Ti64/xCu composites have been successfully fabricated by conventional powder metallurgy. Sintering is driven by a liquid phase due to the eutectic reaction occurring during the heating stage. The shrinkage kinetics indicate that adding 15 wt% of Cu strongly improves densification, which is assumed to be achieved by pore filling by eutectic liquid and solid diffusion of Cu into the Ti64 matrix during solidification. The maximum relative density reached was 97% for 20 wt% of Cu after sintering at 1100 °C.

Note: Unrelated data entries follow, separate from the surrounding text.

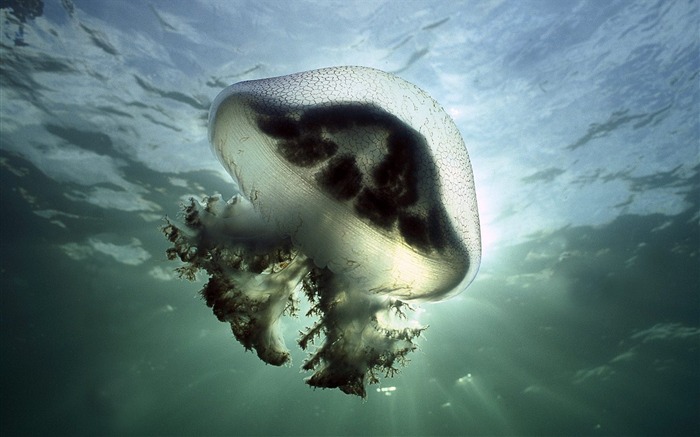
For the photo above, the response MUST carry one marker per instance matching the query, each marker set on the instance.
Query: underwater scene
(325, 217)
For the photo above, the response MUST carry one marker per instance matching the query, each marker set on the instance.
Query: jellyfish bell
(359, 189)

The final microstructure of the composites is mainly composed of two phases, α-Ti and Ti₂Cu, although small amounts of Ti–Cu intermetallics with different compositions are also present. It was also assessed that Cu diffusion forms thin lamellae of Ti₂Cu that grow and form thicker lamellae when the quantity of Cu is 20 wt%.

The microhardness was improved by the addition of Cu in comparison with that of Ti64 sintered at the same temperature, which is attributed to the higher relative density and the formation of the Ti₂Cu phase. On the contrary, the mechanical strength obtained from compression tests does not show an increase with respect to the Ti64 sample, because the mechanical response is governed by the size of necks formed during sintering.

Corrosion under Hank’s solution is improved by Cu addition because of the formation of a stable Ti₂Cu layer. It can be concluded that the material with 15 wt% of Cu shows the best compromise between corrosion and mechanical properties, although its relative density is only 90%.